Nous nous souviendrons, avec Almamy Mamadou Wane, que les secours sont arrivés le lendemain à 18 heures alors que le naufrage a eu lieu à 23 heures la veille et ‘l’information répercutée à minuit’. Monsieur le président, nous nous souviendrons aussi que le ministre de la Pêche de votre gouvernement de cette période, aurait reçu l’information sur le naufrage pendant la nuit, mais n’a pas agi. Qu’au petit matin, le chef d’Etat major des armées nous a refusé le seul avion disponible pour secourir les naufragés, préférant l’utiliser pour aller à une cérémonie d’installation d’un commandant à Saint Louis.
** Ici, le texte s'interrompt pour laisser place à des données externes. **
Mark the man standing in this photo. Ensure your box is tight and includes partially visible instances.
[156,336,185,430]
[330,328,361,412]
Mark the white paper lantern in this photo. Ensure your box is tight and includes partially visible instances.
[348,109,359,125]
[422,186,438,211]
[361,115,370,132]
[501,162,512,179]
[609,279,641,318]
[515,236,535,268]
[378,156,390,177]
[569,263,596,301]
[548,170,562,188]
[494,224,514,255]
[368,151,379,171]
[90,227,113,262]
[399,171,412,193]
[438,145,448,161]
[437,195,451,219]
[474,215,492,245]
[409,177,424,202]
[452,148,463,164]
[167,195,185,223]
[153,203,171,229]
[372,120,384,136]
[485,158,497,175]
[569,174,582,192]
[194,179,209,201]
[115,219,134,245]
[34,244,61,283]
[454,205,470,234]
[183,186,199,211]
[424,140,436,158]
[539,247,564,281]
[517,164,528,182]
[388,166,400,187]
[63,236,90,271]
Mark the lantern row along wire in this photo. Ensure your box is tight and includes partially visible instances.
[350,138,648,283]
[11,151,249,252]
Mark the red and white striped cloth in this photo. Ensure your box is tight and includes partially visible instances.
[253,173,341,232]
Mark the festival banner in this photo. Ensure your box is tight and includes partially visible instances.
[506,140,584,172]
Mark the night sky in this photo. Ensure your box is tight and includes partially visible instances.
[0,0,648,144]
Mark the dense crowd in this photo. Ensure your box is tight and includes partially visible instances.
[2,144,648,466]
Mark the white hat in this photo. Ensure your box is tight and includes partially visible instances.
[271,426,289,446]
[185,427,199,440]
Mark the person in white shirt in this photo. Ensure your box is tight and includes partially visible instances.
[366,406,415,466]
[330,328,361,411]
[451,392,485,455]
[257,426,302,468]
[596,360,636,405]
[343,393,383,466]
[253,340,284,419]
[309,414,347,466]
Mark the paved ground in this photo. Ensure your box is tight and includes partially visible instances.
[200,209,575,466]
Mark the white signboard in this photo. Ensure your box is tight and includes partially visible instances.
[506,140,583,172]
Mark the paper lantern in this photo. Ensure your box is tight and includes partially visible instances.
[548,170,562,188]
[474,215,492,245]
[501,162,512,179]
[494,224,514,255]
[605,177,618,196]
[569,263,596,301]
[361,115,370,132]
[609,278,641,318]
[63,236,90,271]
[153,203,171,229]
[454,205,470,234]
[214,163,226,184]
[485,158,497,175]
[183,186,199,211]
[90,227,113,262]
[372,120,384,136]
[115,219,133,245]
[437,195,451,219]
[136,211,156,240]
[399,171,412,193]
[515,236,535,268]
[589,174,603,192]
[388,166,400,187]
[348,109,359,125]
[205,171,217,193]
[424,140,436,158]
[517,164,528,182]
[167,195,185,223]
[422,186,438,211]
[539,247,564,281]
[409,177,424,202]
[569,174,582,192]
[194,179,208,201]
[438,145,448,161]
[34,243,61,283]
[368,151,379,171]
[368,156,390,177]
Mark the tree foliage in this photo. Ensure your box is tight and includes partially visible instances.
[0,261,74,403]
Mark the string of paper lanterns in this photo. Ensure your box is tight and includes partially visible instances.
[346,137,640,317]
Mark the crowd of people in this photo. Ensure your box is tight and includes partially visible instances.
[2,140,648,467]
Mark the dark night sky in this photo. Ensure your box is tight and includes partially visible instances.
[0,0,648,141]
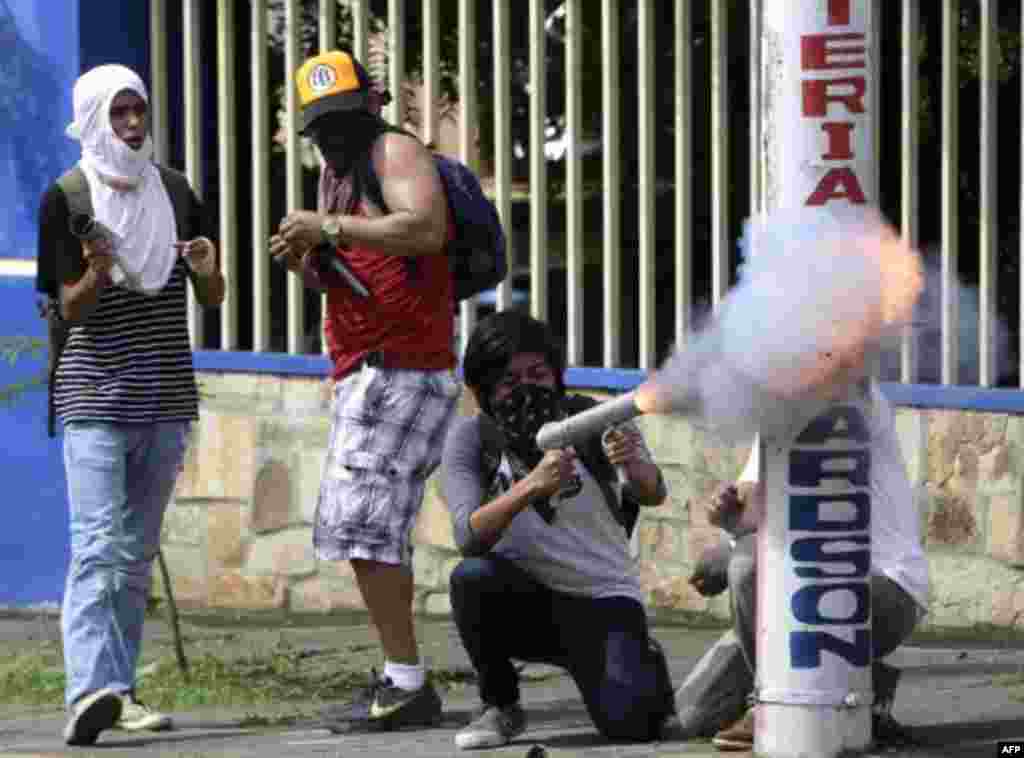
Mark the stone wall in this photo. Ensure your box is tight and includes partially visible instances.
[158,374,1024,628]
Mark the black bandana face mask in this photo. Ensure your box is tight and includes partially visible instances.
[490,384,564,468]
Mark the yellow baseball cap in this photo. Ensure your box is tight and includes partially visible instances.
[295,50,372,131]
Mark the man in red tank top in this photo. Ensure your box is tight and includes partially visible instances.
[270,51,459,731]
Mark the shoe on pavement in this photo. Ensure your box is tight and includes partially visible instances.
[63,688,122,745]
[711,708,754,750]
[871,713,925,750]
[321,668,381,724]
[325,676,441,734]
[455,703,526,750]
[115,694,173,731]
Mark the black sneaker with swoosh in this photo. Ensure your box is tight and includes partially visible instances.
[327,677,441,734]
Monsieur le président, si le bateau n’était ‘pas fait pour la haute mer, mais pour les fleuves les lacs et les rivières’ comme vous le disiez après le naufrage, alors pourquoi le remettre en service après un an d’arrêt, et avec un seul moteur en marche ? L’Afrique et le monde entier se souviennent encore que le panafricaniste que vous êtes avait promis que ‘les coupables seraient punis’. Mais l’Afrique se souviendra pendant longtemps qu’au lieu d’être notre avocat, vous nous avez refusé le droit à la justice. Et en nous traitant ainsi, monsieur le président, vous avez institutionnalisé le ‘Maslaa’ (cachotteries) et le ‘Garawul’ (insouciance) que fustigeait votre ancien ministre de la Culture de l’époque.

Monsieur le président, nous nous souvenons encore que vous aviez combattu et dissous le ‘Collectif des familles des victimes’ qui demandait que justice soit faite, pour mettre en place cette ‘Association des familles des victimes’, qui à un moment donné demandait de l’argent aux familles des victimes qu’elle était censée défendre.

Monsieur le président, les générations futures sauront que nous vous avions confié nos vies, mais que vous aviez d’autres priorités. Nous leur dirons qu’au lieu d’acheter un nouveau moteur à 250 millions de francs CFA vous avez préféré construire une ‘Porte du Troisième Millénaire’ plus coûteuse, rénover votre avion présidentiel à 17 milliards comme l’a montré Abdou Latif Coulibaly, et que des années plus tard vous n’avez pas hésité à dépenser d’autres milliards de francs CFA pour construire votre ‘Monument de la renaissance’.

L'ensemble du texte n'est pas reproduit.